Trees damaged by rabbits may be saved
When the snow had finally melted from around several long-established apple trees, Louis Abelli of Framingham discovered what some orchardists fear the most: The trees had been completely girdled by mice or rabbits in a broad band 8 to 16 inches wide.
If there was any value left in those trees, it was as fuel for the family fireplace; thus, Mr. Abelli marked them down for felling later in the summer. that was in the winter of 1978, yet today those trees are still standing -- alive and well and becoming steadily more fruitful.
What happened was this: E. Dexter Davis, well-known in horticultural circles hereabouts, suggested to Mr. Abelli that he not destroy the trees. Then, armed with some clear plastic film, Mr. Davis set about repairing the damage.
Bark, says Mr. Davis, is made up of many layers. Quite often the mice, or other tree-girdling critters, leave a layer of cambium over the wood that is too fine for the human eye to detect. With a little assistance this thin bark layer will sustain the tree while normal bark slowly reforms over the damaged area. Left on its own the tissue-thin cambium layer might never make it. It would readily fall victim to the hot sun and drying wind.
In this instance, clear plastic, two or more layers thick, was wrapped around the trunks and taped above and below the wounded area.
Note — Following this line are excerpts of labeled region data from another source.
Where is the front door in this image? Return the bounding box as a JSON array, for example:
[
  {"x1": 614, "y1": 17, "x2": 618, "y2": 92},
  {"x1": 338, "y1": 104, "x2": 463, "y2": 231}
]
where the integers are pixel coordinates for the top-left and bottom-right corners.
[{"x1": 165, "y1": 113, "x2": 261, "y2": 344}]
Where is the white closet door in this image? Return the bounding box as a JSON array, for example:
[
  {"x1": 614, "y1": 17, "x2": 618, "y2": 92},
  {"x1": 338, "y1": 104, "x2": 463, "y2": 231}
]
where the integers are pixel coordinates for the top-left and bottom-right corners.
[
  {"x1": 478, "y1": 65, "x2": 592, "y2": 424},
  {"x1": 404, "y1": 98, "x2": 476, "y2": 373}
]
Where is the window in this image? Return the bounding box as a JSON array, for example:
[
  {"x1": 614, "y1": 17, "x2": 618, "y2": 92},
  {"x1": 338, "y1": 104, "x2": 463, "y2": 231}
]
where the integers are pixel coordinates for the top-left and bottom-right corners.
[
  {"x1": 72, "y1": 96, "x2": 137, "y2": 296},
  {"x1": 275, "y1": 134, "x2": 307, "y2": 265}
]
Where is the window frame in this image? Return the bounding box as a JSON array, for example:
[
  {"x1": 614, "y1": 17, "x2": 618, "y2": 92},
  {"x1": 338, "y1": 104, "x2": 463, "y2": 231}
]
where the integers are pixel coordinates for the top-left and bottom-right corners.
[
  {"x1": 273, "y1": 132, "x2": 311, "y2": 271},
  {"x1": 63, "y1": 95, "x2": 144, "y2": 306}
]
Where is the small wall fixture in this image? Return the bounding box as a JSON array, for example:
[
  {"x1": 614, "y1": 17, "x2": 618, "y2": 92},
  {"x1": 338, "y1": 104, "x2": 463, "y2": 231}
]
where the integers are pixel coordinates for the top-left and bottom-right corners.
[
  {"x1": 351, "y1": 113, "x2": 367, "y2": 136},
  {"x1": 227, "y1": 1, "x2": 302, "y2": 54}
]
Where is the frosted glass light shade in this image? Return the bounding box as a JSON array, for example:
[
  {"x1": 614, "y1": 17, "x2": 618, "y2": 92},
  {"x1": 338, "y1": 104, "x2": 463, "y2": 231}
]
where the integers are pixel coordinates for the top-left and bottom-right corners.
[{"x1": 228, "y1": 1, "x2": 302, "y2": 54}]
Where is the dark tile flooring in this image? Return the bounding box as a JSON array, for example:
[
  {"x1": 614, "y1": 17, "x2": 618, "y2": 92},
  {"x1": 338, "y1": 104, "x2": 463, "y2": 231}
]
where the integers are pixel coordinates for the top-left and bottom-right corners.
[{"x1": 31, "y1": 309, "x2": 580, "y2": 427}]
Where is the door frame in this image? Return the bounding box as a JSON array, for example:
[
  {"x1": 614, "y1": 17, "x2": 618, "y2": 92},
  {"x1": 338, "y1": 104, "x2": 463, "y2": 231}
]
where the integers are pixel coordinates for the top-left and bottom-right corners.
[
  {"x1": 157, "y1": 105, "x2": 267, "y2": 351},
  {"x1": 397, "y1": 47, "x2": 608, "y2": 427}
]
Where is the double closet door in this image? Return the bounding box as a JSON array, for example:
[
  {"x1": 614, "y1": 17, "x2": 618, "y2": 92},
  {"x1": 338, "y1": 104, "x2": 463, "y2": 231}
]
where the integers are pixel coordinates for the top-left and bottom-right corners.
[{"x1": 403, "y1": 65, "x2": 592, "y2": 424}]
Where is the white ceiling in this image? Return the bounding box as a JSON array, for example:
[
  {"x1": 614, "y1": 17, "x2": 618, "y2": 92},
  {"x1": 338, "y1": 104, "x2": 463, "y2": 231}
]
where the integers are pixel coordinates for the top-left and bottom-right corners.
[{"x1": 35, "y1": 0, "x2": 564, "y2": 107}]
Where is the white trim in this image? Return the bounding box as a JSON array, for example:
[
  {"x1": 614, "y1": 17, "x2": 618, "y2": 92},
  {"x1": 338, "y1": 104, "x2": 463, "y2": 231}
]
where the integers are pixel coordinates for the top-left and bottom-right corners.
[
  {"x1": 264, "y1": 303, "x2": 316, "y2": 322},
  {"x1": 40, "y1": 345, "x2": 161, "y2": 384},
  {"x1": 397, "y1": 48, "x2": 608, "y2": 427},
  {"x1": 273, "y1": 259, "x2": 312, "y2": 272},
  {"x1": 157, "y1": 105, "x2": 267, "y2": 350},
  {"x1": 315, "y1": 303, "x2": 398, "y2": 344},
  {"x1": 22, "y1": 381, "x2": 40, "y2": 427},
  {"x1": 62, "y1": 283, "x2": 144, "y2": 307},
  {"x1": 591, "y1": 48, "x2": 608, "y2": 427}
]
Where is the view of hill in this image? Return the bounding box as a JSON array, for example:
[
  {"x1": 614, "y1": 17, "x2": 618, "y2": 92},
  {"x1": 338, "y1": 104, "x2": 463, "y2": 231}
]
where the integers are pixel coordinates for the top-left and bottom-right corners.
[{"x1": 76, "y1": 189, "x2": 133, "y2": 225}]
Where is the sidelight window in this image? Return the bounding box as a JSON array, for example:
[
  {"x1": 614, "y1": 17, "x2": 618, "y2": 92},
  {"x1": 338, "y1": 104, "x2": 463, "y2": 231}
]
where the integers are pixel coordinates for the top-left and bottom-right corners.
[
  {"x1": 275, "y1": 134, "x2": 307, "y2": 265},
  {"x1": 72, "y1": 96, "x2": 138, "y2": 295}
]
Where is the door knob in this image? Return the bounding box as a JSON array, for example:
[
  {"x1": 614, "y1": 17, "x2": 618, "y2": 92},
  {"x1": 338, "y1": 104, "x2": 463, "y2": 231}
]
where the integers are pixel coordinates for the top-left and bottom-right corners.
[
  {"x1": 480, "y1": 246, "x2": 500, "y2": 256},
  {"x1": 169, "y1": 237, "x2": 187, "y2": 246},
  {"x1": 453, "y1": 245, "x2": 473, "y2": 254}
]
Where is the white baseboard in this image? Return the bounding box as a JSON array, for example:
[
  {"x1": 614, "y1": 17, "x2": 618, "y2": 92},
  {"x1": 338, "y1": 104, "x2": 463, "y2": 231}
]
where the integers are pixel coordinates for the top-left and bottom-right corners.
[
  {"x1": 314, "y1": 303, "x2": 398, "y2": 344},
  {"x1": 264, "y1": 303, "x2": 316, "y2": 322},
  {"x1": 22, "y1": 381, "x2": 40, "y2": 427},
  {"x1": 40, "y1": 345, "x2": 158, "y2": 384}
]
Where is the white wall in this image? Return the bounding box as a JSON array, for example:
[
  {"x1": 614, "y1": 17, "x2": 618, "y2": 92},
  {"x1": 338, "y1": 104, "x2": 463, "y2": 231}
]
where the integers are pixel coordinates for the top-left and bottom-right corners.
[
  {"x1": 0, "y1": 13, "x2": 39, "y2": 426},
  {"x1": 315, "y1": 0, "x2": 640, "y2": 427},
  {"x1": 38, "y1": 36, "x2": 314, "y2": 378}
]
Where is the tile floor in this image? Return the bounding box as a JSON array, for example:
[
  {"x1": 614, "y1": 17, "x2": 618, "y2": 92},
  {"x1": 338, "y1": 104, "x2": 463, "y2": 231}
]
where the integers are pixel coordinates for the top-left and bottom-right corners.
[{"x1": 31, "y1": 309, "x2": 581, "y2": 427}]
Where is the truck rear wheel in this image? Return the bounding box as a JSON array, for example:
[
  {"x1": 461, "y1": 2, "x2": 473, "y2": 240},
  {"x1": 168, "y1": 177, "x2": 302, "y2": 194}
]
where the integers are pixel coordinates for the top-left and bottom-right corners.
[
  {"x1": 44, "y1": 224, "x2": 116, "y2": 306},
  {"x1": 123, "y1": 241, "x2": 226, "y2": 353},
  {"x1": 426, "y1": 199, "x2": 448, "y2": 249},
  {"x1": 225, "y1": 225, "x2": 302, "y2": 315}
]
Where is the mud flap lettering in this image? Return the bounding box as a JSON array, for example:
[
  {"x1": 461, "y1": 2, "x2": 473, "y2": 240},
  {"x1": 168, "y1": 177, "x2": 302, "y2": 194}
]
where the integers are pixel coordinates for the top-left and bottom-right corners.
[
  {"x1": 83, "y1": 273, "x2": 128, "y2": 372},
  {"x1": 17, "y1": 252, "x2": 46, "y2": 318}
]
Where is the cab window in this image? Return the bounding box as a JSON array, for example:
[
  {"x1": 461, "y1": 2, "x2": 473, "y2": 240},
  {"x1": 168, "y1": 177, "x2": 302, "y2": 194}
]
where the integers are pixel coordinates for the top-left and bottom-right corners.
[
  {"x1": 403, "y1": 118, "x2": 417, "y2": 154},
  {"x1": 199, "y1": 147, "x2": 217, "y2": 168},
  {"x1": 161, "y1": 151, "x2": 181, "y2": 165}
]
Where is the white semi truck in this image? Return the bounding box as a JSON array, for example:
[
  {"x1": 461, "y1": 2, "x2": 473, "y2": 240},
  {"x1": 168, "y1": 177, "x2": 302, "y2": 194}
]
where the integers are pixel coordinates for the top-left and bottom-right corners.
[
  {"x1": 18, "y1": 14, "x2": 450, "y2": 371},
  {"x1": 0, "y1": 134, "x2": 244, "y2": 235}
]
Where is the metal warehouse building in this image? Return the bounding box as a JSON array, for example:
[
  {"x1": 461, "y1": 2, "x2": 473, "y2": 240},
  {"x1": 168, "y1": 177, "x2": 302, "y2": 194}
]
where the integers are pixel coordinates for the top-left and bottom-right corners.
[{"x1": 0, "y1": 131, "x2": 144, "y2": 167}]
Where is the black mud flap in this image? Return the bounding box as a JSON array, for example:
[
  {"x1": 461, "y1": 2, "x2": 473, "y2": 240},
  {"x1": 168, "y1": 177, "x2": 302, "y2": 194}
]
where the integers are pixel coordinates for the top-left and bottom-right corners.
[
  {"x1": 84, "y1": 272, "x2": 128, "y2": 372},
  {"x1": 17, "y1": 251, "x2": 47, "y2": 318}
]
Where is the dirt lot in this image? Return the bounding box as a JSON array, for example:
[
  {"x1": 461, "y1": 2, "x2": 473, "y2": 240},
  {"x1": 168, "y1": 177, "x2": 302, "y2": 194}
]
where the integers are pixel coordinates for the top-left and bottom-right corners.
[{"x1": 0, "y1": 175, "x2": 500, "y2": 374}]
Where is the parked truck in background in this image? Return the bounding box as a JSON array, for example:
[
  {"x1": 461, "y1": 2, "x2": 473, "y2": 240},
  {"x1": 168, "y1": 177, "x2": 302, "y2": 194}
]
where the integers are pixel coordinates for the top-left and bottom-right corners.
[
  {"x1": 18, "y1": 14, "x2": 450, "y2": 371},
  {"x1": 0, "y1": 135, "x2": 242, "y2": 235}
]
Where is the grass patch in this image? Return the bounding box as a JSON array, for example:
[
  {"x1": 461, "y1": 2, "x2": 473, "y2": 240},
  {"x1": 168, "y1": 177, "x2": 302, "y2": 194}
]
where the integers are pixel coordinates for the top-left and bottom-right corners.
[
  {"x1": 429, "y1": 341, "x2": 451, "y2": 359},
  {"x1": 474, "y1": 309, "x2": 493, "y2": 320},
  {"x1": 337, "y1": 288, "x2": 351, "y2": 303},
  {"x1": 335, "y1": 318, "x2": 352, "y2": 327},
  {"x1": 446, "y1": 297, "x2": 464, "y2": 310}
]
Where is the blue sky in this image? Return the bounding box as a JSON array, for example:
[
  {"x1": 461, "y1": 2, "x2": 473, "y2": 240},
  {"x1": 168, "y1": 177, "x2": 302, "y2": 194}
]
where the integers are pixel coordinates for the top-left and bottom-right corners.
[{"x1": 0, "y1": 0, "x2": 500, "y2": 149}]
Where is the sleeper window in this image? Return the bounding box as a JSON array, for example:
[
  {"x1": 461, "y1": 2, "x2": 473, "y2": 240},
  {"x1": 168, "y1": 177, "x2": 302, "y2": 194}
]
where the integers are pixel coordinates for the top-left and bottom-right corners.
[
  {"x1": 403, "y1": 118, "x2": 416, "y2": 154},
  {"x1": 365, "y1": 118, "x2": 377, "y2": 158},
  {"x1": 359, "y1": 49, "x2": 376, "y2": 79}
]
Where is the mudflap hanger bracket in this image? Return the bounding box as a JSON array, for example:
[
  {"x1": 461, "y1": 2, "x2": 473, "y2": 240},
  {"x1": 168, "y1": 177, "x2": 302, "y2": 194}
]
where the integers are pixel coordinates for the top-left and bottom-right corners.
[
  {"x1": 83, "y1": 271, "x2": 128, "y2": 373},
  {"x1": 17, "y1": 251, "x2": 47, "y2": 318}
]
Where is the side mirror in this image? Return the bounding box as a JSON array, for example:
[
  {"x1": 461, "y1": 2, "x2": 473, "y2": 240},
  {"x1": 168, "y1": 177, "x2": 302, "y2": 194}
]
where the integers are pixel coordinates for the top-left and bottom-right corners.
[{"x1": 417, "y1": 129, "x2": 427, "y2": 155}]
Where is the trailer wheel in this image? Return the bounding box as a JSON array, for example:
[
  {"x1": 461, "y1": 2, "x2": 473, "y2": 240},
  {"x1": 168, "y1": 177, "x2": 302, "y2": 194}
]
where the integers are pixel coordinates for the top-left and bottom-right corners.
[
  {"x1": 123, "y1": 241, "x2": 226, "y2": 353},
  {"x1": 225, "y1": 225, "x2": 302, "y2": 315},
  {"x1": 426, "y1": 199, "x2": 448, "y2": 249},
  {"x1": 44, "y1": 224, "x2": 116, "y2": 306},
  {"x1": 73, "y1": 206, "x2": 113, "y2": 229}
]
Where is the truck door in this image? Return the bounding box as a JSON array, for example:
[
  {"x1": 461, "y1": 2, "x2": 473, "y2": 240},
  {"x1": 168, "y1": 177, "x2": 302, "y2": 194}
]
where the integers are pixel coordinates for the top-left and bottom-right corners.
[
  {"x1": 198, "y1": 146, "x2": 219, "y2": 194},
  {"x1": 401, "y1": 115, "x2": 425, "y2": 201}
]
In the resulting humid environment beneath the plastic film, what was left of the bark was able to continue working for the tree. At the same time the light, shining through the plastic, encouraged the formation of new bark.
Whenever the plastic became noticeably brittle or tore, it was replaced.
Obviously, an almost invisible bark layer cannot serve the needs of a tree as adequately as undamaged bark. the trees were noticeably set back the first year , leaf coverage was sparse, and there was no flowering or fruiting at all. But last year they came strongly into leaf and there was some fruiting. At the same time the bark thickened noticeably.
This year new plastic has been placed around the affected area for probably the last time. A moderate harvest is expected in the fall, and next year the trees should be able to go it alone once again, except for the obvious winter precautions which all good orchardists take against girdling.
What this effort has done for Mr. Abelli is to put his established semidwarf trees back into full production in three years and at relatively little cost. In contrast, expensive new semidwarf trees would only start to fruit in the third year at best, and probably not for four or more years. And it would be several years after that before Mr. Abelli could count on a heavy apple harvest.
If there's a moral to this example of horticultural ingenuity, it is this: There may be much more to a girdled tree than firewood.